Quem olhar a capa desta semana da revista alemã “Der Spiegel” vê uma sublime fotografia da capital francesa com a imponente Torre Eiffel ao longe, no centro de um desenho urbano de uma grande cidade. O título faz-se apenas com uma palavra. Paris. Em subtítulo, surge a frase “a beleza invencível”. Esta momentânea tranquilidade é rapidamente posta em desassossego, quando percorremos outras revistas.
Em território francês, “L”Express” coloca em capa o rosto de um membro do Estado Islâmico, recortado pelos olhos. Em cima da fotografia, sobressai o título “As novas ameaças terroristas”. No interior da publicação, vários artigos falam dos riscos de um novo atentado. “A questão não é a de saber se, mas quando e onde”, escreve-se. A revista recorda que, em finais de 2015, contavam-se 2600 sites e contas no Twitter pró-Daech, criados em território francês, somando-se diariamente 40 mil tweets. Mais à frente, entrevista-se o jornalista David Thomson, da Radio France Internationale, que falou com 30 franceses que regressaram da Síria. A quase totalidade diz não ter abandonado a ideologia do Estado Islâmico. Um deles confessou mesmo que o dia dos atentados à Redação do “Charlie Hebdo” foi o mais feliz da sua vida. Para acentuar o receio que a leitura desta edição vai avolumando, publica-se ainda um texto que aborda as insuficiências que o hexágono evidencia em matéria de políticas de informação. Critica-se a falta de visão estratégica do Ministério do Interior e censuram-se as limitações dos Serviços Secretos. É verdade que o Governo já providenciou 90 mil agentes para vigiar este Euro 2016. Mas os estádios e as zonas circundantes não são o maior problema. A grande tensão estará nos espaços ao ar livre onde se juntarão muitas pessoas para ver os jogos. São esses imprevisíveis lugares que estão a gerar mais preocupação.

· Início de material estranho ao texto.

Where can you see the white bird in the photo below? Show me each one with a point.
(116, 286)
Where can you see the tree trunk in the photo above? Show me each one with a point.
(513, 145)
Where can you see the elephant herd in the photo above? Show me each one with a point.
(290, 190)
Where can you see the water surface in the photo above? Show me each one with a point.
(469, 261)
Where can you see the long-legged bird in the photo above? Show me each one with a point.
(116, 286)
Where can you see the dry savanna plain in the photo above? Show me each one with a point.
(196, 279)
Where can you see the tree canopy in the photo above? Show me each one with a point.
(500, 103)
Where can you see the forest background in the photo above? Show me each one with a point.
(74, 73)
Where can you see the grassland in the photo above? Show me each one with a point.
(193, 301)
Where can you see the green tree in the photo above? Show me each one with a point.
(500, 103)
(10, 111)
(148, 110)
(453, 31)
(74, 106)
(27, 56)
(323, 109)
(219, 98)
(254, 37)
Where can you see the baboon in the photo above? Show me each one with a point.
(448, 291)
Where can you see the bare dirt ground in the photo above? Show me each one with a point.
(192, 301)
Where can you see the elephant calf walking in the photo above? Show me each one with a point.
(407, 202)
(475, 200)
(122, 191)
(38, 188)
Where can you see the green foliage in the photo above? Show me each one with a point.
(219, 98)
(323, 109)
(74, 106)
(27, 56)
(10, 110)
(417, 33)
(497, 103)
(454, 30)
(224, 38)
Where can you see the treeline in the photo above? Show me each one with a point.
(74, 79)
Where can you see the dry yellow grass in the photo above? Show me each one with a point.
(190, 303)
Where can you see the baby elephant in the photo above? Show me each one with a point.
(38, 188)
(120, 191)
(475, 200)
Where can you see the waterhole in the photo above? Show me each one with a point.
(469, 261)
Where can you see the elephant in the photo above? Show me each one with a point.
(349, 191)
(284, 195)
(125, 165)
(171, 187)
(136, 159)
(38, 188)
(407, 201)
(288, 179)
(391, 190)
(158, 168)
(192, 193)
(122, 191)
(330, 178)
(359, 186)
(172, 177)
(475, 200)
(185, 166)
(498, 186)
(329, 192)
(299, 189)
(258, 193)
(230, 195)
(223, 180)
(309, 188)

O policiamento não pode chegar a todo o lado. Até porque, por estes dias, se vive no país “uma primavera francesa”, como anunciava ontem o “Courrier International”. Governo e sindicatos medem forças por causa de uma polémica Lei do Trabalho que Hollande e Valls insistem em concretizar, ignorando um elementar postulado político que impõe recato nas reformas polémicas em finais de mandato. Os franceses, incitados por musculados sindicatos, nomeadamente pela CGT, têm feito sucessivas greves e incendiado as ruas franceses (até mesmo no sentido literal). E promete-se não ceder a tréguas. Nem para ver a bola rolar nos relvados. E isso pode ser perigoso. Porque pode descontrolar o país, nomeadamente a sua segurança.
Será inesperado o desfecho político deste pesado dossier da Lei do Trabalho. Em qualquer circunstância, será difícil não provocar consequências para o futuro político do atual presidente da República que ambiciona renovar o seu lugar do Eliseu em 2017 e para o seu primeiro-ministro, o catalão Manuel Valls que, subitamente, se viu confrontado com Philippe Martinez, o secretário-geral da Confederação Geral de Trabalhares, também de origem espanhola. Segundo o jornal “The New York Times”, não seria de admirar que um Governo de Direita fizesse passar leis sem o apoio dos sindicatos. O que espanta, acrescenta-se, é estarmos perante um Governo de Esquerda que os sindicatos patrocinaram.
Hollande não é conhecido por ser um bom negociador; Valls extremou de tal forma a sua posição que se torna difícil reverter decisões. Contudo, importa ter em conta que há um Campeonato Europeu de Futebol para disputar e que a rua francesa não pode continuar com tantos tumultos. Ter um país de pernas para o ar não é a solução, mesmo que isso custe a cabeça de alguém. E se falarmos em demissões, a questão não é a de saber se, mas quando. Porque Hollande ou Valls dificilmente conseguirão sobreviver a esta reforma. Pelo menos, que se salve o Euro 2016.